In a diabetic diet maximum 20% to 30% of daily caloric requirements should be from fats. They can be classified into the unsaturated (good) variety and saturated (bad) variety.
The “good” fats are found in fish, fish oils, flax seeds, nuts, seeds, olive and olive oils.
The “bad fats” are found in meat, poultry, full fat dairy, butter, egg yolk, coconut and palm oils. Not more than 10% of total calories should come from bad fats. Transfats (Dalda) are even more harmful than bad fats and should be avoided as much as possible. Cookies, cakes, chips, bakery products are high on transfats. Consumption of good fats should also be restricted as any fat causes obesity.
Role of Fibre in Diabetic Management
Initially fibre was understood as an inert substance present in various foods, as it has no nutritional value. But today we have understood the positive effects of fibre by understanding the way it influences energy release of carbohydrates and the absorption of fats. Also, it has a bulking (filling) property so it can reduce hunger pangs and it also expands stool volume and acts as a stool softener.
Types of fibre are, Insoluble fibre and Soluble fibre
Insoluble fibre: Richest sources are wheat bran and other whole grains (most of the insoluble fibre gets lost in the process of milling and polishing of grains), seeds, skins of many fruits and vegetables. These have a bulking and stool softening property. Psyllium husk (isabgol) is also a god source of insoluble fibre.
Soluble fibre: Richest sources are oats, beans, lentils, seeds, brown rice, barley, apples, vegetables - mainly potatoes and broccoli. Soluble fibre delays the stomach emptying time thus slowing down the release of sugar in the bloodstream.
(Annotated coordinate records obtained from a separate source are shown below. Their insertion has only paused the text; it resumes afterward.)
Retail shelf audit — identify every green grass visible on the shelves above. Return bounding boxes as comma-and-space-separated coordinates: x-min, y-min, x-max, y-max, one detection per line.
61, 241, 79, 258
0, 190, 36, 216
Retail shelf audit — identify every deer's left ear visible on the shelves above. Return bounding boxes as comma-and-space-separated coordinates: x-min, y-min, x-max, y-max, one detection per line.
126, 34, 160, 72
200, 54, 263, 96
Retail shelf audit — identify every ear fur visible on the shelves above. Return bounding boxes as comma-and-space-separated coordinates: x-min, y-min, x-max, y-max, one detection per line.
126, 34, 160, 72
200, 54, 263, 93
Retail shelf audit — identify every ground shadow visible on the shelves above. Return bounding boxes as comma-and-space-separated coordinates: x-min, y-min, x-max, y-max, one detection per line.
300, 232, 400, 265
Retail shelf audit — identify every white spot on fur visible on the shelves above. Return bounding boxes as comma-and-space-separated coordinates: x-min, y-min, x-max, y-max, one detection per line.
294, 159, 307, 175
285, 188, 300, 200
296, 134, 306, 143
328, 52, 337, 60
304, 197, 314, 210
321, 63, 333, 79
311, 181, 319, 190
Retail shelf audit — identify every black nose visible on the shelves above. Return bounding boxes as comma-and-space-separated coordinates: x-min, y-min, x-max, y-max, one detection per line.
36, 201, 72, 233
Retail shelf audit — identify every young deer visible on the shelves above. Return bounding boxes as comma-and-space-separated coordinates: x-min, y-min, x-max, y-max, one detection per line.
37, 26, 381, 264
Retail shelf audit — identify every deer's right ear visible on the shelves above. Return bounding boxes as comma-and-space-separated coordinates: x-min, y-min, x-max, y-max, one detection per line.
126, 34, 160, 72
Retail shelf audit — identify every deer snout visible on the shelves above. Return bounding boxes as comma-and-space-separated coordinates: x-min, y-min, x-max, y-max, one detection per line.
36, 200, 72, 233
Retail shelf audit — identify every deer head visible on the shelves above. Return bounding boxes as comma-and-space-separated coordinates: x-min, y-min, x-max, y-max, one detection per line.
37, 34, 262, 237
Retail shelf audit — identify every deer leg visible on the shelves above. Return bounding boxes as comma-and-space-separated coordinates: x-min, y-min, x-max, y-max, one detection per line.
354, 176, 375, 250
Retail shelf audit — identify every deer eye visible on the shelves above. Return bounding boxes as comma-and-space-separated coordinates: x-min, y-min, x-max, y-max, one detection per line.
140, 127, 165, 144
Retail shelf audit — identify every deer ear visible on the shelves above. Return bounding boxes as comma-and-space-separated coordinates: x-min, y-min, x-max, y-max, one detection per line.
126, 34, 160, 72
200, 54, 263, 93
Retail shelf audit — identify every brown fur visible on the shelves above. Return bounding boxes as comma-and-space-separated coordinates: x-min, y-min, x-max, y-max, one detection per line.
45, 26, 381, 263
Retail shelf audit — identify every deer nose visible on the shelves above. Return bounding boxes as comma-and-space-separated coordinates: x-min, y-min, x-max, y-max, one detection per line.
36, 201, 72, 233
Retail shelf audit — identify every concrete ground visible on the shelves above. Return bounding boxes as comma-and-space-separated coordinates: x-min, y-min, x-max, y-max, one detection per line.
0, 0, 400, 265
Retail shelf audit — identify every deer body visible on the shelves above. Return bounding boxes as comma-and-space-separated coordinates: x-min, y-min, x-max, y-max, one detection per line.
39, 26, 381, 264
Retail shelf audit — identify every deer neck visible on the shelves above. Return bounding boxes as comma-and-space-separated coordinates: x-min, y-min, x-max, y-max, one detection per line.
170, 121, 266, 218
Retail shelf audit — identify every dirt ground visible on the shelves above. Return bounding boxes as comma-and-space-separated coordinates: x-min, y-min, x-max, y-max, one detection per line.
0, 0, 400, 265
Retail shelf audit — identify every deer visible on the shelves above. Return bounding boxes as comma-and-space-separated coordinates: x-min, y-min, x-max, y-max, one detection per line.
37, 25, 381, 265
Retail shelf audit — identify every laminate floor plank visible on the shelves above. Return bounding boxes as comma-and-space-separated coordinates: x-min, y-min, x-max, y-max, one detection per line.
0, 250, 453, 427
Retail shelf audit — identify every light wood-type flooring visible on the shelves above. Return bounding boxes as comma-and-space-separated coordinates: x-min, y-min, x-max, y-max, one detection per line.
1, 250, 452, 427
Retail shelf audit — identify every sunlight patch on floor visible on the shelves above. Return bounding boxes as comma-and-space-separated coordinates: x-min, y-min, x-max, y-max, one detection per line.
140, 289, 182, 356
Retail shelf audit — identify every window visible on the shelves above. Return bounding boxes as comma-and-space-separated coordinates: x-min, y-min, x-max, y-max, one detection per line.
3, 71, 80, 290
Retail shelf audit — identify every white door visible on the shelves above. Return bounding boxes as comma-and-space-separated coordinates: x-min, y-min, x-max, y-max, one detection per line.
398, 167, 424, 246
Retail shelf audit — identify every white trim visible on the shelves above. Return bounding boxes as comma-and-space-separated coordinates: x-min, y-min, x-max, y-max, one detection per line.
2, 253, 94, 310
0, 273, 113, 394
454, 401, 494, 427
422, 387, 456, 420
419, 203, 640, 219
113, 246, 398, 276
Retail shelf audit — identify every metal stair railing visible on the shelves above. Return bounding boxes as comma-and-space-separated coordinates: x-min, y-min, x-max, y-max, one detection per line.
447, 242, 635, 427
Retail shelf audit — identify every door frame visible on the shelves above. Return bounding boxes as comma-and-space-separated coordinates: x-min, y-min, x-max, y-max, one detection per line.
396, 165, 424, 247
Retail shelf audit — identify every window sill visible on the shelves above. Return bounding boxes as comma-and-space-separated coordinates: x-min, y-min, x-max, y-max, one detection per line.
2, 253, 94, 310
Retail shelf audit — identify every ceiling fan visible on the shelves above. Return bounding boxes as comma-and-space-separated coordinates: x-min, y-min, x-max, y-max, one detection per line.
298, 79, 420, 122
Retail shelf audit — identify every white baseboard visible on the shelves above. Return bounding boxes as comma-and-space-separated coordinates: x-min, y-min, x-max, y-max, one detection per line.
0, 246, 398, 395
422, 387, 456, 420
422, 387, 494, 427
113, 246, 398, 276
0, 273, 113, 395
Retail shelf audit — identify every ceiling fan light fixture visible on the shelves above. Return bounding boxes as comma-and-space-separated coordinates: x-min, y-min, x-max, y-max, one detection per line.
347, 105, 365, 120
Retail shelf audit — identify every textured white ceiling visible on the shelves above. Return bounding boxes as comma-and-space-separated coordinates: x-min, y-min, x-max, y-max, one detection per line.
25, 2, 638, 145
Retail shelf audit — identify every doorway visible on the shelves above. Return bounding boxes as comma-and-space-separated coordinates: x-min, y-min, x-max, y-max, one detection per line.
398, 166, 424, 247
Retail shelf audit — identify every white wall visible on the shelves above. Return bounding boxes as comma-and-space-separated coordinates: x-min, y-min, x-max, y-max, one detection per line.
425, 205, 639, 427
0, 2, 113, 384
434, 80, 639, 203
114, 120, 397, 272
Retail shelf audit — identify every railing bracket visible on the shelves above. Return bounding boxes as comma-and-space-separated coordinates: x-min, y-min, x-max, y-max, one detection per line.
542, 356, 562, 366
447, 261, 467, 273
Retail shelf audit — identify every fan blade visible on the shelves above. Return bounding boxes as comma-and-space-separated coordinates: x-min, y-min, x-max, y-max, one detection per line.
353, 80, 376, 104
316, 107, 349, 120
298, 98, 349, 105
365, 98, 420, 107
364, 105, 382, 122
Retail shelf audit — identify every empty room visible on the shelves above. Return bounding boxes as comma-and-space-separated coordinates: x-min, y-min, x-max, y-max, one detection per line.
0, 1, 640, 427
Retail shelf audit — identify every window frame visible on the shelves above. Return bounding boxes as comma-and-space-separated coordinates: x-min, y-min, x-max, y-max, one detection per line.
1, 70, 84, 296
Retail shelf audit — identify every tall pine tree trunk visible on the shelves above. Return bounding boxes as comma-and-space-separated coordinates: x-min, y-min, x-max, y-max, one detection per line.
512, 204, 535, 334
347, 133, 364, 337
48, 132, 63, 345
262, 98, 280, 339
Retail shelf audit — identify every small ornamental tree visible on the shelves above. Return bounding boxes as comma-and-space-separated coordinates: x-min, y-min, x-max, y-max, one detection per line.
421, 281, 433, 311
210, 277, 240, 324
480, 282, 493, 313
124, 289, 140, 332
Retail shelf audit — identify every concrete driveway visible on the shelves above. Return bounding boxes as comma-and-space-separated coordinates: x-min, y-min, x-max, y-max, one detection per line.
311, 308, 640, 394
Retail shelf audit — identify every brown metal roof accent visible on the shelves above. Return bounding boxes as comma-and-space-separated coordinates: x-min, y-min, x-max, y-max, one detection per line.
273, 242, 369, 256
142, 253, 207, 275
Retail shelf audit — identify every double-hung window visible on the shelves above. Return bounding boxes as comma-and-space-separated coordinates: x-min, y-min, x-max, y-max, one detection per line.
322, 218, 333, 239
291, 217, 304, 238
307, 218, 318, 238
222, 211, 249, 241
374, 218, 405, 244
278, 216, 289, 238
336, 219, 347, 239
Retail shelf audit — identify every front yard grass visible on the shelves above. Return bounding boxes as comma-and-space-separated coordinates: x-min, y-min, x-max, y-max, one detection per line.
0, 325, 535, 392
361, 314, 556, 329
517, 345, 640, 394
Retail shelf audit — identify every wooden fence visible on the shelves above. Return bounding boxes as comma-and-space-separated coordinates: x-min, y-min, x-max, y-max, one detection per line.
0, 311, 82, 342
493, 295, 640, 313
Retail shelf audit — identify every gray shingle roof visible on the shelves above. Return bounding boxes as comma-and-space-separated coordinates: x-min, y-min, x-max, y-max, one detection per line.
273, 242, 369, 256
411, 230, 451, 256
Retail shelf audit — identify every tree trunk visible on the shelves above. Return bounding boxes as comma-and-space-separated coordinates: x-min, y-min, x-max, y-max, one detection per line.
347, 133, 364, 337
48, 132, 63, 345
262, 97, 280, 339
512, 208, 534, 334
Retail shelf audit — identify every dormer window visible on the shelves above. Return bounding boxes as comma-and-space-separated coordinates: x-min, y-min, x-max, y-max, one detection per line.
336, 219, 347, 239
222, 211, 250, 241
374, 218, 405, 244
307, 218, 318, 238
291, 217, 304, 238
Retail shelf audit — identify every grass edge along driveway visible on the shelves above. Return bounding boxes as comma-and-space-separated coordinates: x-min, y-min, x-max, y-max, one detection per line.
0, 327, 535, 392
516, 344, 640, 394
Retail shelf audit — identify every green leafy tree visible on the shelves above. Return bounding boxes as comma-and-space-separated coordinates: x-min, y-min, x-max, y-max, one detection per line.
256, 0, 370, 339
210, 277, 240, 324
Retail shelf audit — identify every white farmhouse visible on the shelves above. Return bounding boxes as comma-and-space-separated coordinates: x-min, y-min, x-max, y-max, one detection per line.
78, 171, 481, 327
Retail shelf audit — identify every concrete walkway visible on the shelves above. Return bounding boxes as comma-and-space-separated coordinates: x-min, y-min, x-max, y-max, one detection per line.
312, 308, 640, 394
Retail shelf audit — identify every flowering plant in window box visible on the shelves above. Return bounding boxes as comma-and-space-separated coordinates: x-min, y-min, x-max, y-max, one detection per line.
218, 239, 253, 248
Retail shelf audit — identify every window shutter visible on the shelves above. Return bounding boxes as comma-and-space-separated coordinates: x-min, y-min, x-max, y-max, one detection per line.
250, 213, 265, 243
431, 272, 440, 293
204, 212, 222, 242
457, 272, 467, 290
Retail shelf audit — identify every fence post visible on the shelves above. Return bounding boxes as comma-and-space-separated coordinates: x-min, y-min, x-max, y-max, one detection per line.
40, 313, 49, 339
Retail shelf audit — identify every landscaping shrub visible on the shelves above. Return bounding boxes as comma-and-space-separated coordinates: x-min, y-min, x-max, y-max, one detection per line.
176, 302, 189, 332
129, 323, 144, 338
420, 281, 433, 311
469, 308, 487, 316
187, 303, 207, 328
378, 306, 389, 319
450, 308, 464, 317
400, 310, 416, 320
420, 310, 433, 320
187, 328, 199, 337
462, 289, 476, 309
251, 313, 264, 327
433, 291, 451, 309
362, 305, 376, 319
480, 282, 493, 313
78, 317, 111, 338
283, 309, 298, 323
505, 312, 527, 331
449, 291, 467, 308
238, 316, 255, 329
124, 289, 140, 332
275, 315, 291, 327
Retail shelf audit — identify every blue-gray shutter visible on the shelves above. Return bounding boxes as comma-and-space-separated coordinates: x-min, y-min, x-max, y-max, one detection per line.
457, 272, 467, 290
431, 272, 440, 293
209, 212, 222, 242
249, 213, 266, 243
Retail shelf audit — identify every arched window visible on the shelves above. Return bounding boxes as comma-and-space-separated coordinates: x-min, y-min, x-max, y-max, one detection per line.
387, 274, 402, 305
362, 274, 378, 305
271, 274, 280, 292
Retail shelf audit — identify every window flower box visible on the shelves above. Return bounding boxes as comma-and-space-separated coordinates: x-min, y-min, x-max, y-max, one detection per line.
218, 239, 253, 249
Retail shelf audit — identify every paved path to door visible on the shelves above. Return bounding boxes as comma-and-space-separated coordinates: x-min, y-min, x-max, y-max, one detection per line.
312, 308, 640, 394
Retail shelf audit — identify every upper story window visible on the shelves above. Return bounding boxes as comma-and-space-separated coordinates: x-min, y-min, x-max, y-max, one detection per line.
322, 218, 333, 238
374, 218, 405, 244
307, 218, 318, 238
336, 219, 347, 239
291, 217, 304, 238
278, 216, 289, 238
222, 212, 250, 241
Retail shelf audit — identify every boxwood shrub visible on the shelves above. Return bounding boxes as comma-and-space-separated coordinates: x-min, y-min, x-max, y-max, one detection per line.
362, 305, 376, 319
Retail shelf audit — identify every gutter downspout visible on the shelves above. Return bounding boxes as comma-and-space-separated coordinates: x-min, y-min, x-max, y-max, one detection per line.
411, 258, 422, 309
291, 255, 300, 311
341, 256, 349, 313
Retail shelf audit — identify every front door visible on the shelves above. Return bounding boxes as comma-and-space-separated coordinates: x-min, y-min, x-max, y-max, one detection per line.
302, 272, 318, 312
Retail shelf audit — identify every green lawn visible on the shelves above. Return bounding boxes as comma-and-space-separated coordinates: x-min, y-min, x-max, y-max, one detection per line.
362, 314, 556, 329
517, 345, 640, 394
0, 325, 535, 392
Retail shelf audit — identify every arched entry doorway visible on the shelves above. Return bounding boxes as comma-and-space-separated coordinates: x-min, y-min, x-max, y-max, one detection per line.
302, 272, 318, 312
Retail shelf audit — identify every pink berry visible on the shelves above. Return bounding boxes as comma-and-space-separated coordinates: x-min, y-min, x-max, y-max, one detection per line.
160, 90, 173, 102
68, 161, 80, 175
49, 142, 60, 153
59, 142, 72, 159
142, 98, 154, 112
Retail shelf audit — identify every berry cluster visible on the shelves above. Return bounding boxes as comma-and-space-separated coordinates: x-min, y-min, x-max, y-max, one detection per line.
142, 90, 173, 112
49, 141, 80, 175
Thus spikes of high sugar in the blood are avoided and there is a sustained release of energy in the body. Also soluble fibre traps cholesterol and reduces its absorbtion in the blood stream thus preventing complications and helping in weight loss.
Diabetes can be managed better by adding fibre to every meal (both soluble and insoluble). Consume 3 to 5 portions of fruits and vegetables daily, whole grains, seeds and nuts as mini snack to get optimum fibre in diet.
In a nutshell….
Do not skip meals. Eat small quantities every 3 to 4 hours. Maintain regular meal timings. Always have a good breakfast. Eat 2 main meals and 3 to 4 mini meals. Restrict the portion size at each meal.
Have food from all groups in recommended amounts at every meal. In the carbohydrate group, choose from good carbs. Consume proteins from different sources. Limit consumption of fats mainly saturated fats. Avoid tansfats completely. Carbohydrate consistency meaning consuming the same amount of carbohydrates (as recommended by a dietician) at the same timings daily, prevents ups and downs in blood sugar levels and is very important in control of diabetes.
Make your diet a “high fibre diet”. It should comprise of both soluble and insoluble fibre rich foods.
You don’t have to give up any food completely. Take professional help to make place for your favorite foods in your diet chart. Remember, 'Moderation' is the key.